More recently, Yi et al. used a long short-term memory (LSTM) model to predict ACPs and demonstrated promising results. In a different study, Wei et al. proposed a new adaptive feature representation strategy that learns the most representative features for different peptide types and used RF as their classification technique to solve this problem [30]. Although they were able to predict different peptide types simultaneously, their results were not satisfactory compared to other methods. More recently, Rao et al. fused the class and probabilistic features with handcrafted sequential features and showed that combinations of diverse and heterogeneous features have a more discriminative ability to predict ACPs [43]. The comprehensive review of computational approaches proposed to predict ACPs is presented in [16].
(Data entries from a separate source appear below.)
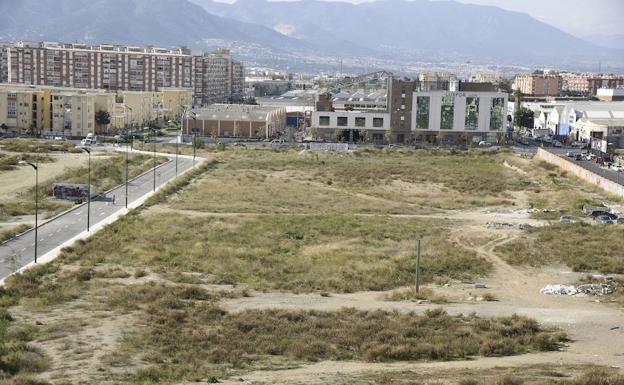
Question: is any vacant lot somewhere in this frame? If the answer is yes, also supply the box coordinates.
[506,157,618,220]
[496,223,624,274]
[0,139,82,154]
[0,150,620,385]
[174,150,530,214]
[61,208,490,292]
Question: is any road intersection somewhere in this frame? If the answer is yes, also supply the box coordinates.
[0,147,201,281]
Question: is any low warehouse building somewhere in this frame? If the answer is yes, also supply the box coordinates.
[183,104,286,139]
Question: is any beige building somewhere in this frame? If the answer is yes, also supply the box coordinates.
[515,74,563,96]
[0,42,244,106]
[183,104,286,139]
[0,85,50,134]
[0,84,192,137]
[161,88,193,121]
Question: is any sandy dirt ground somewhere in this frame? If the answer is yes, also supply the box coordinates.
[11,163,624,385]
[216,200,624,384]
[0,153,108,200]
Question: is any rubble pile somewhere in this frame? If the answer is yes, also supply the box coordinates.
[540,279,617,295]
[486,222,533,230]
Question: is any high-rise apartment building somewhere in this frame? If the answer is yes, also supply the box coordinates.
[0,42,244,106]
[516,74,563,96]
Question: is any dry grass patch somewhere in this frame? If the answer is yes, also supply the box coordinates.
[495,223,624,273]
[342,364,624,385]
[507,156,616,220]
[112,295,565,383]
[66,214,491,292]
[174,150,530,214]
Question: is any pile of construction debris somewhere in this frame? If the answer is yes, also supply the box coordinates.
[486,222,533,230]
[540,277,617,295]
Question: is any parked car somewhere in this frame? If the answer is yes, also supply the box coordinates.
[572,142,587,148]
[591,210,617,220]
[559,215,576,223]
[596,215,613,225]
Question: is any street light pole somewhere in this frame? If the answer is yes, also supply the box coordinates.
[193,131,197,167]
[176,107,186,176]
[150,129,156,191]
[19,160,39,263]
[80,147,91,231]
[126,138,130,208]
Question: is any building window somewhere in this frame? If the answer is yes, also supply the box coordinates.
[7,100,17,119]
[490,98,505,131]
[440,96,455,130]
[464,97,479,131]
[416,96,429,130]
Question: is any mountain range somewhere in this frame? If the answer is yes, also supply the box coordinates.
[0,0,624,71]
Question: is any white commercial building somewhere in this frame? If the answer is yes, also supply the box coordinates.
[312,111,390,141]
[412,91,507,137]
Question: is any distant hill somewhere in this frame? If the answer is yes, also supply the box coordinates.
[0,0,624,69]
[0,0,307,50]
[585,34,624,50]
[191,0,624,64]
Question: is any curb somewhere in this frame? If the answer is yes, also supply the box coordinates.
[0,152,207,287]
[0,151,172,246]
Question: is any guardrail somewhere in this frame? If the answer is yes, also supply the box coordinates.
[537,148,624,197]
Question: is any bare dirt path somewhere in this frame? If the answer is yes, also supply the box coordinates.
[216,198,624,384]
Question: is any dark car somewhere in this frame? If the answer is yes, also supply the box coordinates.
[596,215,613,225]
[591,210,617,220]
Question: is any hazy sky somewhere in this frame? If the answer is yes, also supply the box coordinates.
[458,0,624,37]
[235,0,624,37]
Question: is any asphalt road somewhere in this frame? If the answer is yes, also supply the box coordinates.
[0,148,193,279]
[544,148,624,184]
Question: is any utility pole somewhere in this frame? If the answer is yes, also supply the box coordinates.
[152,133,156,191]
[193,128,197,167]
[126,138,130,208]
[414,239,420,293]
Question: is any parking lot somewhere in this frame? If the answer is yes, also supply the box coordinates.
[545,148,624,184]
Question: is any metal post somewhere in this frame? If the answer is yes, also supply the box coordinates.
[415,239,420,293]
[152,140,156,191]
[87,150,91,231]
[176,108,186,176]
[34,165,39,263]
[126,143,130,208]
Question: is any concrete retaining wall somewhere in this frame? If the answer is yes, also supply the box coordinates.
[537,148,624,197]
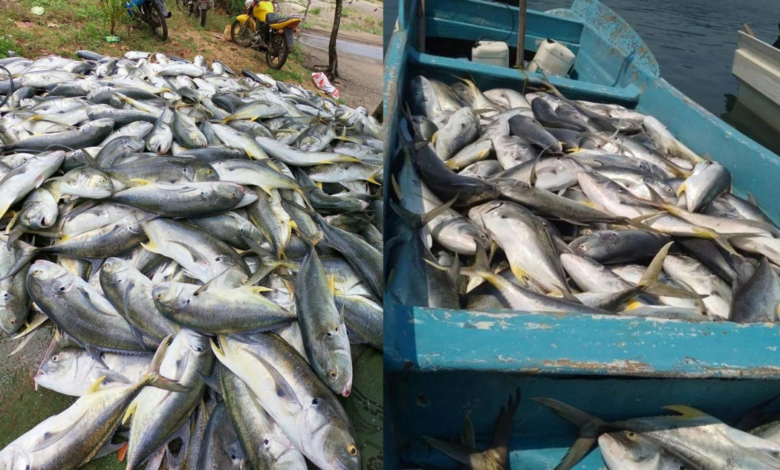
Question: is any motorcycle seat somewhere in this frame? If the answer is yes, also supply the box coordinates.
[265,13,301,26]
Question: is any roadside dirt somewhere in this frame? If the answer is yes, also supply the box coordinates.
[303,41,383,113]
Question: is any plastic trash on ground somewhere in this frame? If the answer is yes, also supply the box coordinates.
[311,72,339,98]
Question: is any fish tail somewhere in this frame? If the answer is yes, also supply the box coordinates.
[531,398,607,470]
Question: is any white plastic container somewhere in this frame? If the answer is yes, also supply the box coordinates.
[471,41,509,67]
[528,39,574,76]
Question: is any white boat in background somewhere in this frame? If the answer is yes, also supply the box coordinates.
[731,31,780,131]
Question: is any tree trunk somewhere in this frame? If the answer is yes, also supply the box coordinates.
[325,0,344,81]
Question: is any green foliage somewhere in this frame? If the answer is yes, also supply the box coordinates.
[0,36,22,59]
[266,69,303,83]
[100,0,127,35]
[290,42,306,64]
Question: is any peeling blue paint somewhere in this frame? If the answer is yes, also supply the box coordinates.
[385,0,780,470]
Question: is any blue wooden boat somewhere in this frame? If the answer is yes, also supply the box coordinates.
[384,0,780,470]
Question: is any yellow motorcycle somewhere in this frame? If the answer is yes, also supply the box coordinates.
[230,0,301,69]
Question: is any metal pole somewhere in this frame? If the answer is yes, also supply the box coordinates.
[516,0,528,69]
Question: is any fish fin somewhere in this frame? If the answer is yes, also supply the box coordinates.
[141,242,160,255]
[663,405,709,419]
[241,237,274,259]
[675,181,688,197]
[638,242,702,300]
[84,344,110,370]
[247,350,302,407]
[142,335,192,392]
[122,402,138,425]
[619,211,665,235]
[240,285,274,294]
[528,147,544,187]
[390,198,457,229]
[192,267,230,295]
[463,413,477,449]
[531,398,606,470]
[555,437,597,470]
[171,240,208,263]
[423,436,479,465]
[85,375,106,395]
[5,212,21,233]
[6,225,24,250]
[490,387,521,462]
[198,367,222,395]
[0,240,36,281]
[116,442,130,462]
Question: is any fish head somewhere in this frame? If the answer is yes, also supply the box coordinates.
[68,167,114,199]
[34,348,85,388]
[100,258,130,284]
[30,150,65,171]
[439,219,490,254]
[27,259,76,297]
[0,443,32,470]
[304,397,360,470]
[569,230,618,257]
[220,439,249,470]
[152,282,194,310]
[192,162,219,182]
[233,187,259,209]
[266,432,306,470]
[599,431,661,470]
[19,202,59,230]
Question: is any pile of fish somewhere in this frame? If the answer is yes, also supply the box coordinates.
[388,76,780,322]
[425,389,780,470]
[0,51,383,470]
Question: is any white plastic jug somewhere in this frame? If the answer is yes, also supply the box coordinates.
[528,39,574,76]
[471,41,509,67]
Despite all the efforts, the ACP prediction performance still remains limited. The main challenge of existing work is their limited ability in accurately classifying the ACPs. Although the existing works show high accuracy, they lack behind in terms of sensitivity. In addition, ensemble machine learning models combined with heterogeneous sets of features have not been explored adequately to tackle this problem. Although sequence-based feature extraction techniques like K-mer, k-Gapped Kmer, and Binary Profile features showed promising results as standalone techniques, there has not been any study to combine all three feature groups together for the prediction of ACPs.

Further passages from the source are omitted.